NIDAG is an international working group dedicated to enhancing access to neuroimaging data in order to advance progress in neuroscience.
Why is more data access needed?
The number of published neuroimaging studies is increasing rapidly (see Figure from Russ Poldrack's CNS talk
) and it is not feasible to read them all.
If a computer database could store key information from published fMRI papers and make that information easier to search or share, this would have substantial benefits for the neuroimaging community.
Data access for better searching
Presently, a search of PubMed for fMRI studies which activate a particular brain region is not very efficient, because nomenclature is not consistent.

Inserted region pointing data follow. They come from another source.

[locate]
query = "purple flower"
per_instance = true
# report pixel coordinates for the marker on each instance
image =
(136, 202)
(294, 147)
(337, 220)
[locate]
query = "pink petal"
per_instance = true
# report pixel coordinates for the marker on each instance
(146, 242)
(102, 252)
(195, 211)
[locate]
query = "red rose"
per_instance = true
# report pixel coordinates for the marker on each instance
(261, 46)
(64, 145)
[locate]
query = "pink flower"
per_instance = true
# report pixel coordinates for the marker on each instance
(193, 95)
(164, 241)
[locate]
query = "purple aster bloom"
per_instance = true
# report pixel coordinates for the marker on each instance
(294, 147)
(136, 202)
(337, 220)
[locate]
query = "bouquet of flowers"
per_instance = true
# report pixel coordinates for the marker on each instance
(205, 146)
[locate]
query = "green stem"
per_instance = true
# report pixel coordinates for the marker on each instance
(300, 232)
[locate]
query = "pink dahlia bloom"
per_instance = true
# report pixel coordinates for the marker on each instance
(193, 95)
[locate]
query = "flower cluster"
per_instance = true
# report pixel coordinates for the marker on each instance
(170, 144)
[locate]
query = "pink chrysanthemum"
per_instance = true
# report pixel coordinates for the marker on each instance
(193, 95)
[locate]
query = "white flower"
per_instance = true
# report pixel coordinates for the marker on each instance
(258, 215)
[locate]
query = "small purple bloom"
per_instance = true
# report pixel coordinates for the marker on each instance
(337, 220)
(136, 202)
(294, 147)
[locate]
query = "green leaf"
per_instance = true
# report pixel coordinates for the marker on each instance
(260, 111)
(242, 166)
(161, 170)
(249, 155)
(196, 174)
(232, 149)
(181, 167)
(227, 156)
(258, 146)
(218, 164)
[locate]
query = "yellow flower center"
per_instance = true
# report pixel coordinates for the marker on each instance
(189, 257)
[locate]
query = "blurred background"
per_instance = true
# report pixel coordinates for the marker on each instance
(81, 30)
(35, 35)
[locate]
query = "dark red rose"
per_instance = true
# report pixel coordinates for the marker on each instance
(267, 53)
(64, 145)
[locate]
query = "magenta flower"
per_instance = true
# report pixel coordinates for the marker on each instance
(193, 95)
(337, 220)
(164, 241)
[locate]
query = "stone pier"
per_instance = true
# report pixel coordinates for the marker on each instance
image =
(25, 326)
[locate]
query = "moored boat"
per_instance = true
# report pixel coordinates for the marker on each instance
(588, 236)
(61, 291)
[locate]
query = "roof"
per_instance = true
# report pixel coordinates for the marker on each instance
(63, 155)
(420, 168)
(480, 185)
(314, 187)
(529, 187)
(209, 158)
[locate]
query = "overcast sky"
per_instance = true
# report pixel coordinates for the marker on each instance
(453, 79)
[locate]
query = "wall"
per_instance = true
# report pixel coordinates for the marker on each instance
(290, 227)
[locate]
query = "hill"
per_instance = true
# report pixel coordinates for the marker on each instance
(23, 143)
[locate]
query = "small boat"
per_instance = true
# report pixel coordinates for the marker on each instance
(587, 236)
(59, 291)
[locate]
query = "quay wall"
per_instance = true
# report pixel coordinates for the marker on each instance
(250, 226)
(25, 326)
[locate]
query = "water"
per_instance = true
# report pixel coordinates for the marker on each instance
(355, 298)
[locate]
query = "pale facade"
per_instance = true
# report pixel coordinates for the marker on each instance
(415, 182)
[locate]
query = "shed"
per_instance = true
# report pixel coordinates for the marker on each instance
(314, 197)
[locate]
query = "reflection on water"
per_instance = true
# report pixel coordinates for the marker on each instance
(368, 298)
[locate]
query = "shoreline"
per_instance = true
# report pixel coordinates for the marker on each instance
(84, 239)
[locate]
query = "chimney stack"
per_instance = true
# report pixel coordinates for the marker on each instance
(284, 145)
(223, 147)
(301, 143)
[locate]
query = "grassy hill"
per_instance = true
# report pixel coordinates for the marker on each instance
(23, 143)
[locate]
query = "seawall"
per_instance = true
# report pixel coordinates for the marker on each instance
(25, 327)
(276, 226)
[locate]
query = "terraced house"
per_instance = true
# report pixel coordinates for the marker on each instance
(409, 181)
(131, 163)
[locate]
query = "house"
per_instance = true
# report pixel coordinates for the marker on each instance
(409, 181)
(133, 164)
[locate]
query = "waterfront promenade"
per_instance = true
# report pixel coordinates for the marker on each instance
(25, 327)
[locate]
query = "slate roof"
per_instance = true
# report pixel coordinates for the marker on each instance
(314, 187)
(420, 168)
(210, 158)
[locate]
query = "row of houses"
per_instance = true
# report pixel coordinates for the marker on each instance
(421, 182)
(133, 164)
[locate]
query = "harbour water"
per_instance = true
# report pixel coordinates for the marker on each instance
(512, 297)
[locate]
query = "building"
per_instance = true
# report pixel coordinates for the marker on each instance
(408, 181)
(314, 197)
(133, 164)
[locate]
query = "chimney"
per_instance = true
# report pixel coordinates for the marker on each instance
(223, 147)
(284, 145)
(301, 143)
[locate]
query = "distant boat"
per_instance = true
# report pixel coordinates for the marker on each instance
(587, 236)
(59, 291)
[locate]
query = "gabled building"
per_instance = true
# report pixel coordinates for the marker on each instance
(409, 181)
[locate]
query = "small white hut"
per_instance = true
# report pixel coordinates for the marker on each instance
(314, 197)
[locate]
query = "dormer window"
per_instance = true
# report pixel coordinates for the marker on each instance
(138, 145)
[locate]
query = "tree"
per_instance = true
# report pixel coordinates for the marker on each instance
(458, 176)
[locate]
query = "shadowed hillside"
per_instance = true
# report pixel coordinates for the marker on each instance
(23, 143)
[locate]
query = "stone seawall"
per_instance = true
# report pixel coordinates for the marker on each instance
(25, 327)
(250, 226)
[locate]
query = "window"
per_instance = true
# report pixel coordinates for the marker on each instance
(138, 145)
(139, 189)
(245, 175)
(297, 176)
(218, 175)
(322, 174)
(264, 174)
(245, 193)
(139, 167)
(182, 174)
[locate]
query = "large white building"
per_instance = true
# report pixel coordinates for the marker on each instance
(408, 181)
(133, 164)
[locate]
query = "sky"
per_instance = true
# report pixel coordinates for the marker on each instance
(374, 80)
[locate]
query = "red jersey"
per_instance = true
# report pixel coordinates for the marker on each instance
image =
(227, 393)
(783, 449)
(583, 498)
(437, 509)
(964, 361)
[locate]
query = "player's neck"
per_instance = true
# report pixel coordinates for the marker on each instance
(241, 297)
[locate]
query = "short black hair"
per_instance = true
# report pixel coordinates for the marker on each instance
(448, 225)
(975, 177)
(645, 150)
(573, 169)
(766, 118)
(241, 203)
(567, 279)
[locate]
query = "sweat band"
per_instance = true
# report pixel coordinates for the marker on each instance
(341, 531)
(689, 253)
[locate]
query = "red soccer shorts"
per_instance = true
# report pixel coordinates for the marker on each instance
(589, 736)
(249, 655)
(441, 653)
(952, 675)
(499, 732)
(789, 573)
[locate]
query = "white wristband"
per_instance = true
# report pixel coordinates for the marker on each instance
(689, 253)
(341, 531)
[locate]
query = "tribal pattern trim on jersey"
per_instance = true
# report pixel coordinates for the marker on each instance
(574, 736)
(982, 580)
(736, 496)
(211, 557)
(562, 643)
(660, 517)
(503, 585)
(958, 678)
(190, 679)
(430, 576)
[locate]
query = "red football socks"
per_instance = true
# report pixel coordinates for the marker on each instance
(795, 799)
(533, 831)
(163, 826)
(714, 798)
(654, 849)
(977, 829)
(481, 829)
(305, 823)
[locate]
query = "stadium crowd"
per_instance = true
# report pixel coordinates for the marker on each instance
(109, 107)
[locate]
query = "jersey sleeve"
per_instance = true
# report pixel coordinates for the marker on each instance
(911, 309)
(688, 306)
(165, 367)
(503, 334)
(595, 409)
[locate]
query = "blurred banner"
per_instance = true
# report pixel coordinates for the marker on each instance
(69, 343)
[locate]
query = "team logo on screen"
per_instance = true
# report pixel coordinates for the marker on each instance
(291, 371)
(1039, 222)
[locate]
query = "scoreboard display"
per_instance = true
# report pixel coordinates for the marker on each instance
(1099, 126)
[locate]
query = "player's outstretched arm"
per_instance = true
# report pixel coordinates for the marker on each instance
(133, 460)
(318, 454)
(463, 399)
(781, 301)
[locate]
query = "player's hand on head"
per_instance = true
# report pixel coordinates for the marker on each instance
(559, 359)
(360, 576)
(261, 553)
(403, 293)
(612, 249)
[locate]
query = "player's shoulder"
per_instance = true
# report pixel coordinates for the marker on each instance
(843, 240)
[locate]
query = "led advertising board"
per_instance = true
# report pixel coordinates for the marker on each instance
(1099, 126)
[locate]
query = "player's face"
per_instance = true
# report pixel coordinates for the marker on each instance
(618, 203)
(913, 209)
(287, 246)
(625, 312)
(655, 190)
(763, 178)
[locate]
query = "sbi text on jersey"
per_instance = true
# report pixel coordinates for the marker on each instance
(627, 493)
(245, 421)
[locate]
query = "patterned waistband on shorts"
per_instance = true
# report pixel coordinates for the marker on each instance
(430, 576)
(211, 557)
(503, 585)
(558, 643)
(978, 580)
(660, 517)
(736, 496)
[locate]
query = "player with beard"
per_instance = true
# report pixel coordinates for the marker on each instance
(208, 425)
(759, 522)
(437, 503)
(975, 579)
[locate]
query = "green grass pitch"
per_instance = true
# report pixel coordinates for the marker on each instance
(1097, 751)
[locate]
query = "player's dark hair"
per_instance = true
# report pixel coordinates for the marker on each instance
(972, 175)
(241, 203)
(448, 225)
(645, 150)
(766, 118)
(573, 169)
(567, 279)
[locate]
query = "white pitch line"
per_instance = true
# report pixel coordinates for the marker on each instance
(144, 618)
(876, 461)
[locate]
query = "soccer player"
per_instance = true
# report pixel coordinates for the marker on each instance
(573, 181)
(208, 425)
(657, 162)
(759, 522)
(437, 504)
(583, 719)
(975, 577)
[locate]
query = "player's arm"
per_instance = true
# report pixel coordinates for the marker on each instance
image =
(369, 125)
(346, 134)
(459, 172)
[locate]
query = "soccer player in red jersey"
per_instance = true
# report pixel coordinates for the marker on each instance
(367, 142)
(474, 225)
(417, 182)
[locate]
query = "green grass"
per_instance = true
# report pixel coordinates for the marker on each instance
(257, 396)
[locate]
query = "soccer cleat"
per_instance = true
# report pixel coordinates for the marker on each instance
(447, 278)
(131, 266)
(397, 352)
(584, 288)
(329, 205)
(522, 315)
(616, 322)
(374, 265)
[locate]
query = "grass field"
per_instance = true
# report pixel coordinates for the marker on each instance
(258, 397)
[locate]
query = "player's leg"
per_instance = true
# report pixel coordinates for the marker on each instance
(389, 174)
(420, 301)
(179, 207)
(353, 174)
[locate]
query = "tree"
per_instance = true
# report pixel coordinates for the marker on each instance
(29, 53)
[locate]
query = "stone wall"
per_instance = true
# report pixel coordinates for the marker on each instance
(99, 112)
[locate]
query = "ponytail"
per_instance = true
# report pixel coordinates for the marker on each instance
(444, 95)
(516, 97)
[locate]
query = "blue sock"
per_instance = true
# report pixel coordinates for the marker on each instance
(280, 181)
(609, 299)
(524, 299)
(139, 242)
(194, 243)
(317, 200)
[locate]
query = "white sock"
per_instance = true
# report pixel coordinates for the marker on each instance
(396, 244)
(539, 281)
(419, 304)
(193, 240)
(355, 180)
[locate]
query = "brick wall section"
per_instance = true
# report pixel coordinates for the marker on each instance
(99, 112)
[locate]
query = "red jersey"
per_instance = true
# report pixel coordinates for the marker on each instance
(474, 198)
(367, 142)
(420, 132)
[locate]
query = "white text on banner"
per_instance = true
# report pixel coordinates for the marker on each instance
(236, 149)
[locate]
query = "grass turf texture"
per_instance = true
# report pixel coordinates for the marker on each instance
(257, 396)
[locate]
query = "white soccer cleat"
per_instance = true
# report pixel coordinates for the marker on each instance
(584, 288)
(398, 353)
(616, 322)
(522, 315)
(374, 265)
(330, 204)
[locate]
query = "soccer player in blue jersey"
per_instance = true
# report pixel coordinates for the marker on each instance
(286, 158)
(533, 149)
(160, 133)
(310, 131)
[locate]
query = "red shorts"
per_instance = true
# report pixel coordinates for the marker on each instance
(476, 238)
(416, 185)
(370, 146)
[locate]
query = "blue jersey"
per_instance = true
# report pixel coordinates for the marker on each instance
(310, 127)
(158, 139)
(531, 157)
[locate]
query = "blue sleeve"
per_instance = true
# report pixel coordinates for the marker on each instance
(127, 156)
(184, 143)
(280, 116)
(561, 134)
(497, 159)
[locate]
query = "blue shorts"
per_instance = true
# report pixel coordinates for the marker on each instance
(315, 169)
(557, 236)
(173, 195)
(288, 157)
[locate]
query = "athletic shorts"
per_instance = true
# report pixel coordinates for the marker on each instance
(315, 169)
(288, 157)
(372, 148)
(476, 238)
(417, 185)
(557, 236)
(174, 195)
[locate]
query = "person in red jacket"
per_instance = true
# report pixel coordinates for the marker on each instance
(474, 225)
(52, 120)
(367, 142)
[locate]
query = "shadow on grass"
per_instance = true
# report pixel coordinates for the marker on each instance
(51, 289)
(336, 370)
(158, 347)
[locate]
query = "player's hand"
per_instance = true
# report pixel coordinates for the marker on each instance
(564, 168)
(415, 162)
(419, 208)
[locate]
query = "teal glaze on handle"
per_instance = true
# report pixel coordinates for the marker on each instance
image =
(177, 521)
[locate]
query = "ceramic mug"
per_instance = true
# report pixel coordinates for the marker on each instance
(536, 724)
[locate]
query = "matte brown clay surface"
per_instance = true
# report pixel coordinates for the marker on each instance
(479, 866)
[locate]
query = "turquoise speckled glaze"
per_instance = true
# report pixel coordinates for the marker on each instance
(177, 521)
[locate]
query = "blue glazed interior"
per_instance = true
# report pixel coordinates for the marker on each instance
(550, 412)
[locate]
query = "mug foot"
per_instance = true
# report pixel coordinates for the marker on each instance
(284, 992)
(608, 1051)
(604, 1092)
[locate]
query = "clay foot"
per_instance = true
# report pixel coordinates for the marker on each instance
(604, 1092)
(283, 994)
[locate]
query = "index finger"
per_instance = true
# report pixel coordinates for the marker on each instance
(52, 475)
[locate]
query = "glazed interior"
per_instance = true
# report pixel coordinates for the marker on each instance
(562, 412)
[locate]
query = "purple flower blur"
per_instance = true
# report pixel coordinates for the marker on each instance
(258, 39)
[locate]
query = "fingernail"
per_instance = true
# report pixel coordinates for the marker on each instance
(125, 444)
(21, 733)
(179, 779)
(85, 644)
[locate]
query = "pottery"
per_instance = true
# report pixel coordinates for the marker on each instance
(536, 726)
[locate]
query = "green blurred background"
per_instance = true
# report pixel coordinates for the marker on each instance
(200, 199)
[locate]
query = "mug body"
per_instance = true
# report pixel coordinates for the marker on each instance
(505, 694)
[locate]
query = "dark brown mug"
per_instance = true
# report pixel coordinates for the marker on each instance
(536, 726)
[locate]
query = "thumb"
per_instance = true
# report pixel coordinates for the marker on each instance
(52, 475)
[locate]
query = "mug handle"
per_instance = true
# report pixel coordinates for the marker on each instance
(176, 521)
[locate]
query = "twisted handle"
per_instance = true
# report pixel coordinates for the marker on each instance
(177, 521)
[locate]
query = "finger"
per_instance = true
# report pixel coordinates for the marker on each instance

Many fMRI papers report brain activations in a standard coordinate system (MNI or Talaraich). If these coordinates were searchable, it would be easier to find published papers which report activation of specific brain regions.
Projects like AMAT
, Brainmap, Brede
have started to tackle this problem. NIDAG wants to formalise and improve these databases so that they meet the needs of the neuroimaging community.
Data access for meta-analysis
Formal meta-analysis of published data is a valuable way to assess the consistency and reliability of experimental results. A database of neuroimaging results would facilitate meta-analyses, in conjunction with tools like GingerALE
andMulti-level Kernel Density Analysis
What does NIDAG do?
NIDAG seeks to establish a universal coordinate database, including both past papers and future studies. Precise details of how this should work are under development.